Re: [PATCH 5/24] Introduce vmcs12: a VMCS structure for L1

"Nadav Har'El" <nyh@xxxxxxxxxxxxxxxxxxx> · Sun, 8 Aug 2010 18:09:28 +0300

On Wed, Jun 23, 2010, Avi Kivity wrote about "Re: [PATCH 5/24] Introduce vmcs12: a VMCS structure for L1":
> >+
> >+We describe in much greater detail the theory behind the nested VMX 
> >feature,
> >+its implementation and its performance characteristics, in IBM Research 
> >report
> >+H-0282, "The Turtles Project: Design and Implementation of Nested
> >+Virtualization", available at:
> >+
> >+        http://bit.ly/a0o9te
> 
> Please put the true url in here.

Done.
By the way, since I wrote this, our paper has also been accepted to OSDI 2010
(see http://www.usenix.org/events/osdi10/tech/), so later I will change the
link again to the conference paper.

> >+The current code support running Linux under a nested KVM using shadow
> >+page table (with bypass_guest_pf disabled).
> 
> Might as well remove this, since nvmx will not be merged with such a 
> gaping hole.
> 
> In theory I ought to reject anything that doesn't comply with the spec.  
> In practice I'll accept deviations from the spec, so long as
> 
> - those features aren't used by common guests
> - when the features are attempted to be used, kvm will issue a warning

Ok, I plugged the big gaping hole and left a small invisible hole ;-)
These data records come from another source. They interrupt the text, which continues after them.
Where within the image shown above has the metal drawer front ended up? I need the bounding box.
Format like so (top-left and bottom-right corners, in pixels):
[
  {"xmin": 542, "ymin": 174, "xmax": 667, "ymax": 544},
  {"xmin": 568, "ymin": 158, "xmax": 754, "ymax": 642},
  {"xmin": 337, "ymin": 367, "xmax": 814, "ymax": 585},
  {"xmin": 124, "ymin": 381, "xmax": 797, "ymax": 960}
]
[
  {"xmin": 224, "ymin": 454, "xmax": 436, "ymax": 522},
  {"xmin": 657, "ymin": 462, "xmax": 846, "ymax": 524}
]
The situation now is that you no longer have to run kvm with bypass_guest_pf,
not on L0 and not on L1. L1 guests will run normally, possibly with
bypass_guest_pf enabled. However, when L2 guests run every page-fault will
cause an exit - regardless of what L0 or L1 tried to define via
PFEC_MASK, PFEC_MATCH and EB[pf].

The reason why I said there is a "small hole" left is that now there is the
possibility that we inject L1 with a page fault that it didn't expect to get.
But in practice, this does not seem to cause any problems for neither KVM
nor VMWare Server.

> I don't think PFEC matching ought to present any implementation difficulty.

Well, it is more complicated than it first appeared (at least to me).
One problem is that there is no real way (at least none that I thought of)
to "or" the pf-trapping desires of L0 and L1. I solved this by  traping all
page faults, which is unfortunate. The second problem, related to the first
one, when L0 gets a page fault while running L2, it is now quite diffcult to
figure out whether it should be injected into L1, i.e., whether L1 asked
for this specific page-fault trap to happen. We need check whether the
page_fault_error_code match's the L1-specified pfec_mask and pfec_match
(and eb.pf), but it's actually more complicated, because the
page_fault_error_code we got from the processor refers to the shadow page
tables, and we need to translate it back to what it would mean for L1's page
tables.

Doing this correctly would require me to spend quite a bit more time to
understand exactly how the shadow page tables code works, and I hesitate
whether I should do that now, when I know that common guest hypervisors
work perfectly without fixing this issue, and when most people would rather
use EPT and not shadow page tables anyway.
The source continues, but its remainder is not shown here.